SIR Alan Sugar would hold no terrors for the likes of David Smith. Even if the remarkable American ever did face the entrepreneur from hell, nothing could possibly happen that hadn't occurred before.

So what if I'm fired, he might say, going eyeball to eyeball with the Beast of the Boardroom. That's nothing new... it happens every day of my working life.

He'd be right, too. In fact, the positively pensive Pennsylvanian is just as much a big shot as Sir Alan. For Mr Smith is a human cannonball and knows all about meteoric rises at a rapid rate of knots. And the proof will be there for all to see next month when 50 years of the Three Counties Show are marked by sending Mr Smith into orbit.

One of our intrepid reporters will certainly be interviewing Mr Smith once he lands - presumably having travelled by plane - in this country.

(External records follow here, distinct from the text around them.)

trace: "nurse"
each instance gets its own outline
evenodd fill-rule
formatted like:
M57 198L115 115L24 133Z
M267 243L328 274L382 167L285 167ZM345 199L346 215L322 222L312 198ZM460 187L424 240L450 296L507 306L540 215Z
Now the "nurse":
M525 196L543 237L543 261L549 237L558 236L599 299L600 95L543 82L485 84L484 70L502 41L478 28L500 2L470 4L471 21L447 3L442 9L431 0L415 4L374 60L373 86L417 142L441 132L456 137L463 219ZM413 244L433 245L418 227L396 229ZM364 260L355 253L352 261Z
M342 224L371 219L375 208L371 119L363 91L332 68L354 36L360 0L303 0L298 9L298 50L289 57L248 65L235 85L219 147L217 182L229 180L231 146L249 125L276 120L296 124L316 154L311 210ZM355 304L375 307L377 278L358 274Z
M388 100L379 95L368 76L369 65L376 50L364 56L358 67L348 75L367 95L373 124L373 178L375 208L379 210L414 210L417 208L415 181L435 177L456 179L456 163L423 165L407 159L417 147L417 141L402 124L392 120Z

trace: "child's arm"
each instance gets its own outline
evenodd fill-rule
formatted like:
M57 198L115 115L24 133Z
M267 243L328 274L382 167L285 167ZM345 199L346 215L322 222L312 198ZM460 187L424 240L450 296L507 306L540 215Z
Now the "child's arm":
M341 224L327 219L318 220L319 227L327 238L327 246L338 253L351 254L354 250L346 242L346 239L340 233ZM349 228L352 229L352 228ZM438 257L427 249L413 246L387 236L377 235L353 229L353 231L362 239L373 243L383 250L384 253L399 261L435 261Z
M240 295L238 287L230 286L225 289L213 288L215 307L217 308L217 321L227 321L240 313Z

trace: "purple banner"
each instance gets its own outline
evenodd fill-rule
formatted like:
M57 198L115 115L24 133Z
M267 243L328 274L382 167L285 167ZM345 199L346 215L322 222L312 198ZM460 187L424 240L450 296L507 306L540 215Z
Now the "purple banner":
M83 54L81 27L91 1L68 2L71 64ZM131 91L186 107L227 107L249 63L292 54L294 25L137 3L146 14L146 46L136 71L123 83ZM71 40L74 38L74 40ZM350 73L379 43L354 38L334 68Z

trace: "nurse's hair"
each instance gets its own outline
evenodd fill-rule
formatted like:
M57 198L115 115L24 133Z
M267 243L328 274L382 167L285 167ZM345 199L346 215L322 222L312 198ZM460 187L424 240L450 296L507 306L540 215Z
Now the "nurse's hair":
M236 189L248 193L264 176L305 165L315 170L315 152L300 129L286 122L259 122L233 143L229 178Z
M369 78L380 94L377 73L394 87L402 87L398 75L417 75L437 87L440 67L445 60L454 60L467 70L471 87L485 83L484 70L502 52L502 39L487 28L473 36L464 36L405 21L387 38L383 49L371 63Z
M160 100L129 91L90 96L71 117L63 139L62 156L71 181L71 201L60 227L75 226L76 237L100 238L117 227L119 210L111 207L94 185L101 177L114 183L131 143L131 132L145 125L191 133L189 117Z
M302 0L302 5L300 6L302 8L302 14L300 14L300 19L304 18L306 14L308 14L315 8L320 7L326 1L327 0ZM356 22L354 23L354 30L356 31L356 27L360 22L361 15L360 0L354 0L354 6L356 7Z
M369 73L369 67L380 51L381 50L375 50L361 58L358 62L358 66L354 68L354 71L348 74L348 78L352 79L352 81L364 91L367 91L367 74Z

Apparently, this amazing gentleman comes from a family of human cannonballs, his father and three sisters all following the calling. This therefore begs any number of questions... for example, is this a case of gunpowder in the blood or has the living projectile trade always been a boom industry?

And did this highly unorthodox pursuit give birth to that saying about flying by the seat of one's pants? Finally, does it hurt? These are all questions we hope our man at the ground will be putting to the indomitable Mr Smith.

Whatever the facts of the matter, Mr Smith's launch in the direction of those famous hills will certainly make fine spectator sport. But we hope and pray his aim is true.